Susan G Komen Foundation elbows out charities over use of the word "cure"
"Cupcakes for the countermeasure" just wouldn't fit on the banner. jerks.
"In addition to raising millions of dollars a year for breast cancer research, fundraising giant Susan G. Komen for the Cure has a lesser-known mission that eats up donor funds: patrolling the waters for other charities and events around the country that use any variation of "for the cure" in their names.
So far, Komen has identified and filed legal trademark oppositions against more than a hundred of these Mom and Pop charities, including Kites for a Cure, Par for The Cure, Surfing for a Cure and Cupcakes for a Cure--and many of the organizations are too small and underfunded to hold their ground..."
Friday, December 3, 2010
Long-time followers will remember a post I did in 2008 upon inception of this idea, inspired by the irreverent fighting spirit of comic heroines like Tank Girl.
I want this comic to be an amalgamation of amazing, engaging artwork, hilarious storylines, and honest, informative commentary on the YA cancer experience. There will be writing from this blog, and other guest contributors. I want patients to be able to read it while going through chemo, and be transported into a fantastic world of kick-assery and (in our own sly way) hope.
I want to be able to give this work of art for FREE to any cancer patient/survivor that would like it.
Please help me spread the word! Let's make this happen!!

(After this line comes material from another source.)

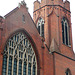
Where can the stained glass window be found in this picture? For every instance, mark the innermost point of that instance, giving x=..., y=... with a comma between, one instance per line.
x=40, y=26
x=19, y=53
x=65, y=32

If you want to contribute/want one sent to you, email me: kaylinmarie[at]gmail.com
Wednesday, December 1, 2010
I ran across a great in-depth study on YA oncology, found here. Of particular interest is the paragraph on psychosocial effects of cancer on those only just entering the arena of adulthood:
"Perhaps the greatest difference between patients in the adolescent/early adulthood age range and other ages is in supportive care, particularly psychosocial care. Adolescents and young adults have special needs that are unique, broader in scope, and often more intense than those at any other time in life. Cancer therapy causes practical problems in social arenas. The dependence of adolescent and young adult patients on peer-group approval poses greater challenges when confronted with a diagnosis of cancer. Self-image, a critical determinant during this phase of life, is compromised by many of the adverse effects of therapy, such as alopecia, weight gain or loss, mucositis and dermatitis (acne, mouth sores), bleeding, infection and contagiousness, susceptibility to infection and need for isolation, impaired sexuality (intimacy, impotency, tetratogenicity risk), and mutilating surgery. Other challenges include the loss of time from school, work, and community and the financial hardships that occur at an age when economic independence from family is an objective. A wide range of financial challenges occurs in the age group. In addition to the health insurance challenge described above, there are the usual limitations in affording life, much more once confounded by the costs of cancer treatment. There may be guilt if not attending to these responsibilities or stress and fatigue if trying to keep up a semblance of normal activity. Partner relationships are tested by the strain of the cancer diagnosis and its therapy. Whether a partner stays in the relationship is challenged by fear of relapse or infertility and may be influenced unduly in either direction by guilt or sympathy. Those contemplating having children may fear passing on a genetic predisposition to cancer. Medical professionals are often poorly equipped to deal with the psychosocial challenges within the age group and are often stymied by the need in these patients to increase compliance, reduce stress, and improve the quality of life during cancer therapy."